Fonte: slowfood [scheda fonte]

Una gelida dispensa per conservare la biodiversità. Dopo anni

di preparazione, l’arca di Noè dei semi è stata inaugurata a due

passi dall’Artico, nelle Isole Svalbar (Norvegia), con lo stoccaggio

delle prime 12 tonnellate di semi (100 milioni di varietà).
Sembrerebbe un grande evento, soprattutto per chi vede un futuro

a tinte fosche per la biodiversità del pianeta a causa di degrado

ambientale, biopirateria, ogm e ipotetiche catastrofi naturali.

All’interno di questo tunnel tra i ghiacci verranno conservati

gelosamente i semi delle specie vegetali della Terra.

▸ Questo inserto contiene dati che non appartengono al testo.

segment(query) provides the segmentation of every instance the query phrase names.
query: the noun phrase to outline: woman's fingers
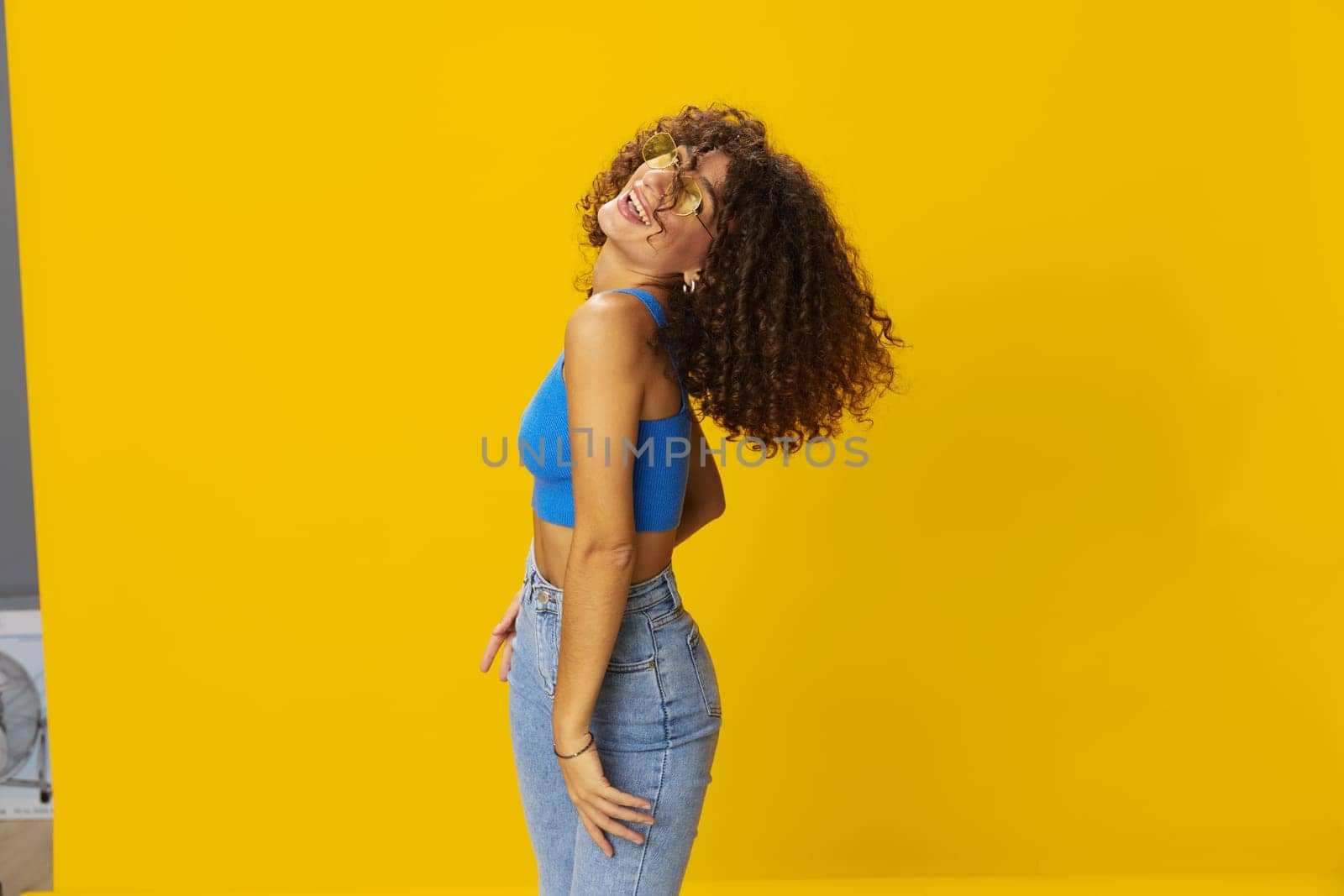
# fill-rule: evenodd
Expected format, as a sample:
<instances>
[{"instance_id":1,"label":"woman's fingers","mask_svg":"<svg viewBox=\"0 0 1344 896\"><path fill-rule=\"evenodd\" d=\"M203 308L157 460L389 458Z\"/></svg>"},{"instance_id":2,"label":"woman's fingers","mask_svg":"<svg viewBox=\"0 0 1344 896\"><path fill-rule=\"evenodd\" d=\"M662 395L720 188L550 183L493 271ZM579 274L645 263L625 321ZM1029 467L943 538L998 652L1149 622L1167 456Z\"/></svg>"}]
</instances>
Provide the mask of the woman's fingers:
<instances>
[{"instance_id":1,"label":"woman's fingers","mask_svg":"<svg viewBox=\"0 0 1344 896\"><path fill-rule=\"evenodd\" d=\"M599 809L590 809L589 811L593 813L593 822L602 830L616 834L622 840L629 840L632 844L636 845L644 842L644 834L641 834L637 830L630 830L629 827L620 823L614 818L602 813Z\"/></svg>"},{"instance_id":2,"label":"woman's fingers","mask_svg":"<svg viewBox=\"0 0 1344 896\"><path fill-rule=\"evenodd\" d=\"M612 793L616 794L616 795L618 795L618 797L626 797L626 794L622 794L620 790L614 790L613 789ZM618 805L618 803L616 803L616 802L613 802L613 801L610 801L610 799L607 799L605 797L593 797L593 805L597 806L599 810L602 810L603 813L606 813L612 818L624 818L625 821L640 821L640 822L644 822L645 825L652 825L653 823L653 815L650 815L646 811L642 811L642 806L645 805L645 801L644 799L634 799L633 797L630 797L630 801L632 801L632 805L640 806L641 809L629 809L629 807L621 806L621 805Z\"/></svg>"},{"instance_id":3,"label":"woman's fingers","mask_svg":"<svg viewBox=\"0 0 1344 896\"><path fill-rule=\"evenodd\" d=\"M501 643L508 643L512 646L513 638L517 635L517 611L521 606L523 588L517 590L513 599L509 602L508 609L504 611L504 618L495 623L491 629L491 639L485 642L485 654L481 657L481 672L489 672L491 665L495 662L495 654L499 653ZM500 668L500 681L508 674L505 668Z\"/></svg>"},{"instance_id":4,"label":"woman's fingers","mask_svg":"<svg viewBox=\"0 0 1344 896\"><path fill-rule=\"evenodd\" d=\"M593 842L597 844L597 848L602 850L603 856L606 856L607 858L610 858L612 856L616 854L616 850L612 849L612 844L607 842L606 837L602 836L602 829L601 827L598 827L597 825L594 825L589 819L589 817L585 815L583 813L579 813L579 821L583 822L583 830L586 830L589 833L589 837L593 838Z\"/></svg>"},{"instance_id":5,"label":"woman's fingers","mask_svg":"<svg viewBox=\"0 0 1344 896\"><path fill-rule=\"evenodd\" d=\"M500 658L500 681L508 681L508 670L512 666L513 666L513 638L509 638L508 641L504 642L504 654Z\"/></svg>"}]
</instances>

Tutte buone notizie. Ma vediamo cosa succede se si scava nel

permafrost delle Isole Svalbar. Il punto interessante è chi sta

sponsorizzando la banca genetica dell’Apocalisse. Al governo

norvegese si sono affiancati la Bill & Melinda Gates Foundation,

la DuPont/Pioneer Hi-Bred, il gigante statunitense dell’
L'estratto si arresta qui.